Il n'était pas un artisan mais un dessinateur, l'un des nombreux designers qui ont façonné la production parisienne durant cette période ; Alexandre Genaille, qui a ensuite rejoint Cartier New York, fut un autre contributeur au travail de design de la Maison au début du XXe siècle. Son médium était le carnet de croquis ; il a produit des milliers de dessins au graphite, à l'encre et à la gouache sur papier couché, élaborant des idées de composition, des combinaisons de couleurs et des possibilités formelles avant que quoi que ce soit ne soit réalisé. Après sa mort, ses filles ont fait don de ses carnets personnels et de 4 200 dessins au Musée des Beaux-Arts de la Ville de Paris (Petit Palais), où ils se trouvent toujours. Une exposition au Musée National d'Art Moderne de Kyoto en 2006-2007 a présenté environ 185 de ces dessins et reste l'une des présentations publiques les plus importantes de son œuvre.

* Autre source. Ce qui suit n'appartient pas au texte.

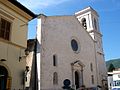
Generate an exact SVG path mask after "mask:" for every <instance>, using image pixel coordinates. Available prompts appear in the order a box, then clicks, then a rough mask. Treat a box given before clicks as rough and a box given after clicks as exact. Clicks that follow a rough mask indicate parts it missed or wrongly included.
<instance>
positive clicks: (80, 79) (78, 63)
mask: <svg viewBox="0 0 120 90" xmlns="http://www.w3.org/2000/svg"><path fill="white" fill-rule="evenodd" d="M84 67H85V65H84V64H83V63H82V62H81V61H80V60H77V61H75V62H73V63H71V68H72V88H74V89H75V90H76V89H78V88H80V86H81V85H84V80H83V68H84Z"/></svg>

Son travail couvre l'ensemble des deux périodes de design les plus distinctes de Cartier. Au cours des premières années, il a travaillé dans le Style Guirlande, l'esthétique légère et délicate, comme de la dentelle, des guirlandes, des nœuds et des formes botaniques serties de platine. À mesure que les années 1920 avançaient, il a évolué avec la Maison vers la sévérité géométrique de l'Art Déco : des contrastes de couleurs audacieux, des contours architecturaux marqués, et l'influence du Cubisme et des traditions visuelles anciennes. La matière première pour une grande partie de ce travail provenait d'un large éventail de sources : les objets et dessins que Jacques Cartier rapportait de ses voyages (carreaux persans, manuscrits islamiques, sculptures indiennes, laques chinoises) ainsi que les formes égyptiennes et aztèques, et le langage visuel des Ballets Russes, dont l'impact sur les arts décoratifs parisiens dans les années 1910 et 1920 était omniprésent. La tâche de Jacqueau était de les traduire en formes portables. Un motif d'une reliure iranienne du XIVe siècle pouvait devenir un bandeau serti de diamants et de rubis ; un motif de céramique d'Iznik pouvait réapparaître en émail sur un nécessaire de beauté. Les bijoux Tutti Frutti, des gemmes mogholes sculptées montées dans des compositions fluides et multicolores, comptent parmi les résultats les plus reconnaissables de ce processus. Ses 4 200 dessins le documentent en détail.

Louis avait l'habitude de dire que Jacqueau était son designer préféré. Les deux ont travaillé en étroite collaboration pendant plus de deux décennies, et c'est ce partenariat qui a conféré à Cartier Paris une grande partie de sa cohérence créative au cours d'une période de changements stylistiques considérables. Lorsque Jeanne Toussaint a été promue au département de Haute Joaillerie en 1933, cela a créé des frictions ; Jacqueau avait été la figure créative centrale pendant vingt ans et n'a pas bien accueilli ce changement.

Parmi ceux qu'il a formés, on compte Jean-Jacques Cartier. Après la Seconde Guerre mondiale, Jacqueau a également travaillé pendant un temps chez Cartier Londres, où Jean-Jacques dirigeait alors la succursale.

Il est décédé à Paris en 1968, à l'âge de 83 ans.


Sources

  • Francesca Cartier Brickell, The Cartiers (Ballantine Books, 2019), chap. 2 (« Louis, 1898–1919 ») et chap. 10 (« Cousins in Austerity, 1945–1956 »)
  • Hans Nadelhoffer, Cartier: Jewelers Extraordinary (Thames and Hudson, 1984 ; révisé 2007), cité p. 111, 131 et al.